Mehdi Baaloudj

Personal information
- Date of birth: 2 February 2001 (age 25)
- Place of birth: Melun, France
- Height: 1.89 m (6 ft 2 in)
- Position: Forward

Youth career
- 2008–2012: Dammarie Les Lys FC
- 2012–2015: Fontainebleau
- 2015–2016: Fleury
- 2016–2017: Le Mée SF
- 2017–2018: Sedan

Senior career*
- Years: Team / Apps / (Gls)
- 2018–2020: Marseille II / 26 / (4)
- 2021: Sainte-Geneviève / 0 / (0)
- 2021–2023: Guingamp II / 32 / (15)
- 2022–2023: Guingamp / 9 / (0)
- 2023: → Martigues (loan) / 15 / (3)
- 2023–2024: Versailles / 27 / (8)
- 2024–2025: Clermont / 25 / (2)
- 2025–2026: Rodez / 18 / (1)

International career^{‡}
- 2020: Algeria U20 / 2 / (0)

= Mehdi Baaloudj =

Algerian footballer (born 2001)

Mehdi Baaloudj (مهدي بعلوج; born 2 February 2001) is a professional footballer who plays as a forward. Born in France, he is a youth international for Algeria.

==Career==
Baaloudj is a product of the youth academies of Dammarie Les Lys FC, Fontainebleau, Fleury, Le Mée SF, and Sedan. He began his senior career with the reserves of Marseille, but was controversially released by the club in December 2020 after an international callup with the Algeria U20s, where questions were raised regarding COVID-19 protocols. He moved to Sainte-Geneviève for a couple of months where he couldn't play, before transferring to the reserves of Guingamp in the summer of 2021. In his debut season with Guingamp II for 2021-22 he scored 10 goals in 26 games, and was offered a professional contract with the club. On 10 June 2022, he signed the professional contract with Guingamp for 2 seasons. He made his senior debut with Guingamp in a 4–0 Ligue 2 win over Pau FC on 28 July 2022, coming on as a substitute in the 84th minute.

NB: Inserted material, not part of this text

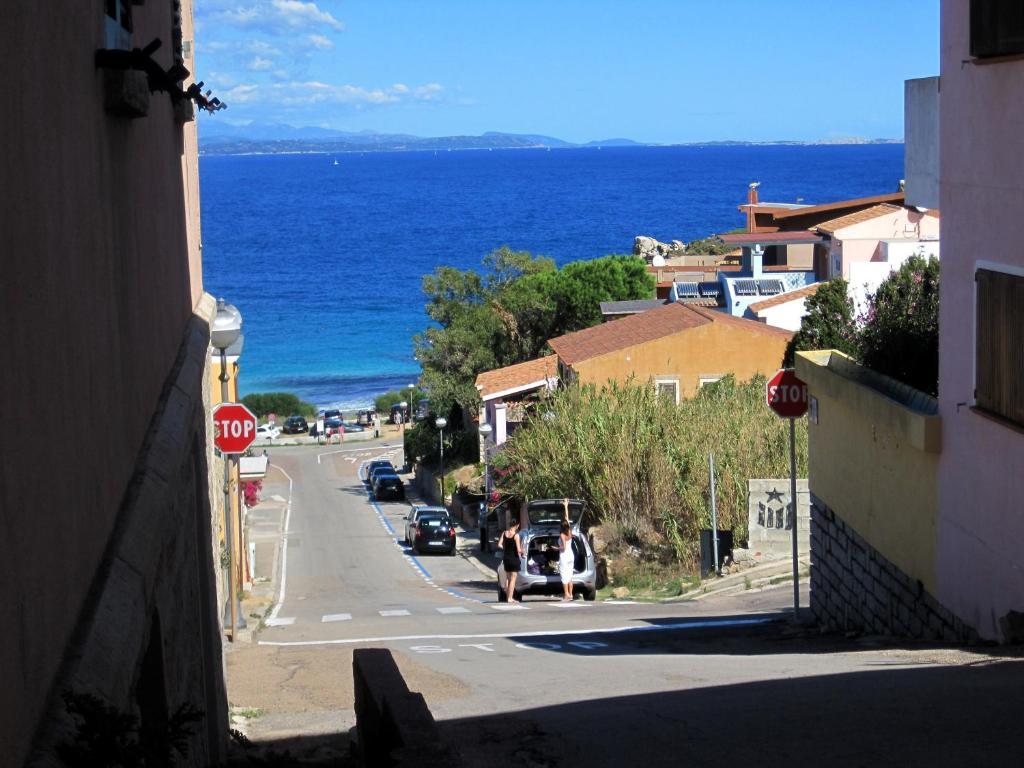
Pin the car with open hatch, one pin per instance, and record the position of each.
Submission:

On 16 January 2023, Baaloudj was loaned to Martigues in Championnat National.

On 30 August 2023, Baaloudj signed a two-year deal with Versailles.

On 2 September 2024, he moved to Clermont in Ligue 2 on a one-season deal.

On 2 July 2025, Baaloudj joined Rodez in Ligue 2 with a three-year contract. On 3 September 2026, his contract with Rodez was mutually terminated.

==International career==
Born in France, Baaloudj is of Algerian descent. He represented the Algeria U20s twice in a call-up in November 2020.